Monday, August 24, 2020

Network engineers don't have to become programmers

 In the face of the turmoil of the evolution of network technologies, engineers trained in this area should not rush to learn a programming language. But to compete in the new world of software-defined networks, it may be more important to start thinking like a programmer.

The idea emerged reinforced this week in a debate by the Open Networking User Group and generating a favorable response from the audience. The days of managing individual switches and routers, configuring them with command-line interfaces (CLI), proprietary tend to end, said the four panelists at the organization's Spring conference in San Francisco, during the last week.

Although Software Defined Networks technologies have not entered every company, new approaches to enterprise IT and the availability of public clouds lead organizations towards the use of more agile and automated networks, they confirm. Internal network management teams will need to match the speed of evolution of cloud providers in tasks such as creating new virtual machines, warns Stanford University professor David Cheriton.

"At one point, the CIO will ask, 'Why does it cost us so much it takes us much longer to do the same?'" Illustrates Cheriton.

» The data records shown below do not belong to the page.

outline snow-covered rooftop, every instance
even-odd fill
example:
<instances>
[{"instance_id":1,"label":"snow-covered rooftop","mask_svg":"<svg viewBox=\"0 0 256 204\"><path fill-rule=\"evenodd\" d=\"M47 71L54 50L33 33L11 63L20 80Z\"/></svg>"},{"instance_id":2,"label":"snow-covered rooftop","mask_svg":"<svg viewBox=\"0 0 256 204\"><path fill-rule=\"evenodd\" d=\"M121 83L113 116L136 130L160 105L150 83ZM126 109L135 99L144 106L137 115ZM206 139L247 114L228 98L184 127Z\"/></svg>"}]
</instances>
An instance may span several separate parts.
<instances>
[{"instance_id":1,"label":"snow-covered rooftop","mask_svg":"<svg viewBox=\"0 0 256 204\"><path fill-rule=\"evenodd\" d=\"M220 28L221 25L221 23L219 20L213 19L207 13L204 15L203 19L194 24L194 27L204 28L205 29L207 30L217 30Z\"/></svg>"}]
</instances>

SDNs absorb many configuration tasks that some network engineers have spent their careers doing manually, raising concerns about the security of their jobs and how these technicians should evolve.

Freed from port and route configuration tasks, some network engineers are already taking on more sophisticated functions, such as designing better systems. With these changes, some network professionals will begin to code. But that doesn't mean writing software from scratch and starting your career as a programmer again.